Audi R8 e-tron's battery has "T" forming wall behind passenger cell

Audi R8 e-tron’s structurally-integrated battery has “T” forming wall behind passenger cell

The battery pack, which could store 49 kilowatt-hours in its original chemistry, has been developed to store 92 kWh in the latest version (the largest Tesla pack is 85 kWh) – at no increase in weight.  Energy density has increased from 84 Watt-hours per kilogram to 154 Wh/kg.  An on-board Combined Charging System (CCS) allows charging “with direct and alternating current” in “significantly less than two hours.”  The improved battery pack more than doubles the previous version’s 215 kilometer (133.6 mile) range to 450 kilometers (279.6 miles), putting the car in Tesla S territory.

The impressive part is the doubling of energy density, however, with a total package weight, including battery management systems, charging gear, and ancillaries certainly competitive with almost any other electric vehicle.  Audi is quiet about their proprietary chemistry, referring to it only as lithium-ion.   Tesla’s 85 kWh pack, for instance, weighs 1,323 pounds, or around 155 Watt-hours per kilogram.  Contrarily, much is being made of Audi’s doubled energy density, when the original’s batteries were based on at least six-year-old technology.  Dr.
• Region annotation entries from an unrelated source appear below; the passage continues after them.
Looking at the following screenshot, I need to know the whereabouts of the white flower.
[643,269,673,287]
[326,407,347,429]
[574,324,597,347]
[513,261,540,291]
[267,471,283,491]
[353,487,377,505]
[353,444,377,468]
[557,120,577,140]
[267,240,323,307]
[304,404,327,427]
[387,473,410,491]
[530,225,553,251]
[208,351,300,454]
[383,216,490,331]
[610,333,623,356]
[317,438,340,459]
Yi Cui’s projection of an eight-percent improvement each year would come close to approximating this progress.  It would lead one to suspect that this is close to the best one can hope for with today’s best and very expensive technology.

Two 170 kilowatt (228 horsepower) motors provide 460 Newton meters (340 foot-pounds) of torque each, enabling 0-100 kilometers per hour (62.1 mph) in 3.9 seconds.  Its top speed is electronically limited to either 210 km/h (130.5 mph) or 250 km/h (155.3 mph).  Regenerative braking and related systems manage “high energy recuperation rates.”

Audi's neatly done alternative production line integrates electric drive train into mostly same chassis used in V-10 internal combustion version

Audi’s neatly done alternative production line integrates electric drive train into mostly same chassis used in V-10 internal combustion version

Audi uses the order-built e-trons as a development tool, and may be putting lessons learned into a sedan that might give the Model S some competition.  Pricing will be high, though, with insiders suggesting $250,000 for each custom-built model.  The good news is that battery pack, though, with much smaller packs that might be used in light aircraft benefiting from the high energy density.

Competition does improve the breed, and sometimes provides benefits for adjacent technologies.